Catalytic and anti-bacterial properties of biosynthesized silver nanoparticles using native inulin

Abstract

Silver nanoparticles (Ag NPs) were green synthesized using native inulin as the reducing and capping agent with varied incubation temperatures, incubation times and Ag⁺ concentrations. The biosynthesized Ag NPs were characterized using UV-visible spectroscopy, Field Emission Transmission Electron Microscopy (FE-TEM) and X-ray powder diffraction. The UV visible spectra of the Ag NPs revealed a characteristic surface plasmon resonance peak at 420 nm. FE-TEM showed that the biosynthesized Ag NPs were spherically shaped and monodispersed nanoparticles.

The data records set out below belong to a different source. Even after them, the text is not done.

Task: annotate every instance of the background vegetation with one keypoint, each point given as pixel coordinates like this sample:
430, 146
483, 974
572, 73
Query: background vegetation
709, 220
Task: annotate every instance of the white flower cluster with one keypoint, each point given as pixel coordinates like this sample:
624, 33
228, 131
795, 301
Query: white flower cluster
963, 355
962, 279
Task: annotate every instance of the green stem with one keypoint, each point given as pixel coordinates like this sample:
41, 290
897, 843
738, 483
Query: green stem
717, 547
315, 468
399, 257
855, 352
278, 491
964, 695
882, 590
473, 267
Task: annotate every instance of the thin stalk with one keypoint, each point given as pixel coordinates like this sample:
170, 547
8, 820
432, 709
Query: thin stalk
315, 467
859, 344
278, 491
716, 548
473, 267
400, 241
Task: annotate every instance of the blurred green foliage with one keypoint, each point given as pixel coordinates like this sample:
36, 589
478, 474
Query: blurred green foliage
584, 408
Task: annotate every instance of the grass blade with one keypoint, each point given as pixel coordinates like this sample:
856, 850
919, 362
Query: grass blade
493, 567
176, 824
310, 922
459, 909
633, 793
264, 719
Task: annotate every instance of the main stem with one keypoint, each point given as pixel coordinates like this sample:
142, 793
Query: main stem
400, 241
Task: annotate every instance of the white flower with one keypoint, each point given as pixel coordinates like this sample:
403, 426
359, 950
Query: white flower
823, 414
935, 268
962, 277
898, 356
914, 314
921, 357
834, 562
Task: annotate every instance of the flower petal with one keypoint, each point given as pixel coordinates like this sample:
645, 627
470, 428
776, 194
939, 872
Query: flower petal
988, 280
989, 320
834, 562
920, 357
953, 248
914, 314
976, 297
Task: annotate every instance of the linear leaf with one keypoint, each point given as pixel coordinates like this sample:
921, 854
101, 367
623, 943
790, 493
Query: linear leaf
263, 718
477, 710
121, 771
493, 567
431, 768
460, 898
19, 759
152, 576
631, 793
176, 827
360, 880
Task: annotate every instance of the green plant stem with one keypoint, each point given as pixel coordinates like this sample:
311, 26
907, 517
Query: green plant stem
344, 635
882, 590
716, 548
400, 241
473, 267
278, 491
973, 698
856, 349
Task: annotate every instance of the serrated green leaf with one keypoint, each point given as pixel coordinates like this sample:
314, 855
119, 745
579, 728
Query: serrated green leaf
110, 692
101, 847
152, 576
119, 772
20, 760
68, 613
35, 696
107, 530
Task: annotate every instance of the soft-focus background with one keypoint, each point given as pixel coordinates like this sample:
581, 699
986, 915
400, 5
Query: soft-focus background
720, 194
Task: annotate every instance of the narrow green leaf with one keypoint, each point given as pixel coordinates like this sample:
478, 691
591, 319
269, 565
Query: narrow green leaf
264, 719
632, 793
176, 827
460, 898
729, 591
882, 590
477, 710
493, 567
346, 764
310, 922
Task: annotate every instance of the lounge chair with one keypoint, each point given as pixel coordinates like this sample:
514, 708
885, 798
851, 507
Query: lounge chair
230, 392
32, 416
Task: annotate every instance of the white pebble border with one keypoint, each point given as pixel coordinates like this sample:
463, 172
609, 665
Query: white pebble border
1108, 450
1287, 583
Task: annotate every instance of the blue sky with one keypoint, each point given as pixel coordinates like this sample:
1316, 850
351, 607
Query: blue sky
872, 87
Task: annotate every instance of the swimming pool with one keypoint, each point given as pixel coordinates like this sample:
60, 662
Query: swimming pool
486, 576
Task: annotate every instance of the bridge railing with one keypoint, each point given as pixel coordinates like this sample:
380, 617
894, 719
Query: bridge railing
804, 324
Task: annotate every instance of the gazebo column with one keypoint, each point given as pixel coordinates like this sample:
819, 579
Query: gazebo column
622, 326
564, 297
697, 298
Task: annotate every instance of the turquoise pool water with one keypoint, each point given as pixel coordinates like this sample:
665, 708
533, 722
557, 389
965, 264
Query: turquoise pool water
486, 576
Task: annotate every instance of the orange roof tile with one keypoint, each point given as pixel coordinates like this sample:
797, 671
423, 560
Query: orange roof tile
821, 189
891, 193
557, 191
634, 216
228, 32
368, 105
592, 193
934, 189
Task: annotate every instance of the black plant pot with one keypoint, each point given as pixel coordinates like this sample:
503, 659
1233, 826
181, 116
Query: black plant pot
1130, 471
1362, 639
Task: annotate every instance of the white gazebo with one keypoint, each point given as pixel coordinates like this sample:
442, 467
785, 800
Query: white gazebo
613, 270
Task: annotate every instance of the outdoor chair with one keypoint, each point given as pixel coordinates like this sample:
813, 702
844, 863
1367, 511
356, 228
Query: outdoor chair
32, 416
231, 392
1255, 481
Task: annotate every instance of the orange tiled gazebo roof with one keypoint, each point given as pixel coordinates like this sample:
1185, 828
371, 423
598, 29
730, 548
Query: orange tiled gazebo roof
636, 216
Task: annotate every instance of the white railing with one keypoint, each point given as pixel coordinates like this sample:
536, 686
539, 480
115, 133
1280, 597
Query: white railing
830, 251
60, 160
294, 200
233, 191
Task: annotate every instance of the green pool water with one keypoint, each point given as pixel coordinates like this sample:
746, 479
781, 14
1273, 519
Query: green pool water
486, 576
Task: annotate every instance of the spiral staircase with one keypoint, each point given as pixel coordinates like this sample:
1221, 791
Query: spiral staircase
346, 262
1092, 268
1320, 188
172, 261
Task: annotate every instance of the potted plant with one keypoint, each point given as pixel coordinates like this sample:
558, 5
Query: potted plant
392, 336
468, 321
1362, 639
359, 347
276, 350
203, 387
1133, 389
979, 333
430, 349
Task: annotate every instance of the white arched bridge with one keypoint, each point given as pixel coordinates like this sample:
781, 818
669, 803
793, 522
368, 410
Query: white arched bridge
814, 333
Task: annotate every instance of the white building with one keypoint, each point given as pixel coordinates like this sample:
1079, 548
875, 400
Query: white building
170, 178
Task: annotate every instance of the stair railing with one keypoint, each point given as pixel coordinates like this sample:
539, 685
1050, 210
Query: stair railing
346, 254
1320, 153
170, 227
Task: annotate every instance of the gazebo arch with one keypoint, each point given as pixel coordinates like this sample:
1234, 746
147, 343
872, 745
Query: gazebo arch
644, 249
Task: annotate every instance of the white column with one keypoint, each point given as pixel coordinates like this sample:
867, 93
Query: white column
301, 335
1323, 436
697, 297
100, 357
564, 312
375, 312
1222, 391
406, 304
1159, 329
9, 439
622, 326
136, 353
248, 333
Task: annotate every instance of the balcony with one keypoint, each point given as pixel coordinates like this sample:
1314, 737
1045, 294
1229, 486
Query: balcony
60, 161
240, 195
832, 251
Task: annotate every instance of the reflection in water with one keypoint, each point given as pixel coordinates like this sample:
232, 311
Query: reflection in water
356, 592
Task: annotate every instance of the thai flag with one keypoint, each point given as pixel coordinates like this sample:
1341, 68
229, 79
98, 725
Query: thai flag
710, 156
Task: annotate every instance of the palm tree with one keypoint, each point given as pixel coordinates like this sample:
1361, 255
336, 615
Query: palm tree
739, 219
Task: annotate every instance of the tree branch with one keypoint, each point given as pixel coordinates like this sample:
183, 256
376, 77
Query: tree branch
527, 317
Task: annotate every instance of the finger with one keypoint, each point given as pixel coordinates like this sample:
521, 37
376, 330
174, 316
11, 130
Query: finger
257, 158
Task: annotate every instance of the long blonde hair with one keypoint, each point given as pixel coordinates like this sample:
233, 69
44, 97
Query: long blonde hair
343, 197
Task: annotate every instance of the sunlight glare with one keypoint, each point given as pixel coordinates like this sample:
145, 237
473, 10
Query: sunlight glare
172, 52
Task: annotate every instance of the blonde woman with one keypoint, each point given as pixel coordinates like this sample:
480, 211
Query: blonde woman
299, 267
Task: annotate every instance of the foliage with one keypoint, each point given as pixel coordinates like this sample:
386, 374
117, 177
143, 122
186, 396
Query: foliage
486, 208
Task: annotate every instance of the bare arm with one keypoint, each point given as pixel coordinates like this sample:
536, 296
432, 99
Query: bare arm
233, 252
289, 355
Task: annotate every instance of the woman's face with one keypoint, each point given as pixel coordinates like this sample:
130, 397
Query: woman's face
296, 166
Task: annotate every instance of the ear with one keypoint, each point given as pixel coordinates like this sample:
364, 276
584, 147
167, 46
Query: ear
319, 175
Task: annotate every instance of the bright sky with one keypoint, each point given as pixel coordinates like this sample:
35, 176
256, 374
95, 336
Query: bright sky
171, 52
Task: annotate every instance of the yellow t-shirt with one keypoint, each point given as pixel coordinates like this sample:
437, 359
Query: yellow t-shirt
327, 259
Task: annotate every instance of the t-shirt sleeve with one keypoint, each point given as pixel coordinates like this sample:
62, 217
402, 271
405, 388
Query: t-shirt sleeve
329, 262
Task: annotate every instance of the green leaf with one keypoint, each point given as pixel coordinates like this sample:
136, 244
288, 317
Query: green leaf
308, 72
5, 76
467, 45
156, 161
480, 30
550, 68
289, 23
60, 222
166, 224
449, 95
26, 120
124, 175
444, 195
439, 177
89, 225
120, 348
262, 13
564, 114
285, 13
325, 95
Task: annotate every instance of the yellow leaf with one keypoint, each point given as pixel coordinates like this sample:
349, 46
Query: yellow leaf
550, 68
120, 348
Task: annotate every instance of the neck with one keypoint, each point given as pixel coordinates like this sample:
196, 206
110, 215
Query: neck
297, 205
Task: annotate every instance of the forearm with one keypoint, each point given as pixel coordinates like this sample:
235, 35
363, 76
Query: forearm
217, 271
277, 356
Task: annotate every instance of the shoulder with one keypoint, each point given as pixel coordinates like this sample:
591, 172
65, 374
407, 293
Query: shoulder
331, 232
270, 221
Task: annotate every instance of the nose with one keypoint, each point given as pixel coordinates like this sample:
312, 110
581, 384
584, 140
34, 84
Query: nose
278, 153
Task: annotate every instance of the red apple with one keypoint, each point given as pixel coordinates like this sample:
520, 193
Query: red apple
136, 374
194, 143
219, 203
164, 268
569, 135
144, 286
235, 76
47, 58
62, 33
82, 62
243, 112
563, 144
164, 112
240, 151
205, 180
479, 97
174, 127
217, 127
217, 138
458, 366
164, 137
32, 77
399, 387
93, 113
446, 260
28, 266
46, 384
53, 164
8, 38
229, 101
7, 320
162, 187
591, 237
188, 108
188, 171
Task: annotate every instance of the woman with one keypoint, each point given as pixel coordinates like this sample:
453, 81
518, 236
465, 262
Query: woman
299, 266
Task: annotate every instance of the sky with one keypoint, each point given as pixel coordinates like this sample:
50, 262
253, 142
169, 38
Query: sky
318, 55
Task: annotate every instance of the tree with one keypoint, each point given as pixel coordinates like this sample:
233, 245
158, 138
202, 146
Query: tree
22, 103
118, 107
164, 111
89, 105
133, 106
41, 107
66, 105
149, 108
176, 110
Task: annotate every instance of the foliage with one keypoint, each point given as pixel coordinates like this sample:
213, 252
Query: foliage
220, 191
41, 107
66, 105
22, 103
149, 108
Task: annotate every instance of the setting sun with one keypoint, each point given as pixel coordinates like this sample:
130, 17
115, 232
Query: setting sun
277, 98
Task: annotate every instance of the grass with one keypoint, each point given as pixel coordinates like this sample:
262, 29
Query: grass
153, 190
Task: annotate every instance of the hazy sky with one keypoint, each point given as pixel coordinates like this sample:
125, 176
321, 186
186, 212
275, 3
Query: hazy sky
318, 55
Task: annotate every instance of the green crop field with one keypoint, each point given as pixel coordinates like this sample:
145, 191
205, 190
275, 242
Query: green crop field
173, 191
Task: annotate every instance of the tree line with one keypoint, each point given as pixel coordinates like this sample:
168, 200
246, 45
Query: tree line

The sizes were 18.5 ± 0.9 nm and 20.0 ± 1.2 nm for the Ag NPs synthesized at 80 °C and 100 °C for 2 h using 0.1% inulin and 2 mM Ag⁺. Their PDIs were 0.180 ± 0.05 and 0.282 ± 0.13, respectively. Improving the incubation temperature, incubation time and silver nitrate concentration promoted Ag NP synthesis. The prepared Ag NPs were effective in the catalytic reduction of 4-NP and in inhibiting the growth of bacteria. The inhibition zone could reach 10.21 ± 2.12 mm and 9.92 ± 0.50 mm for Escherichia coli and Staphylococcus aureus. The kinetic rate constant (k_app) could reach 0.0113 s⁻¹, and the maximum inhibitory zones were 10.21 ± 2.12 mm and 9.92 ± 0.50 mm, respectively, for the two microorganisms. This biosynthesis illustrates that native inulin could be a potential candidate in the green fabrication of Ag NPs, and this is promising in catalytic and bacteriostatic fields.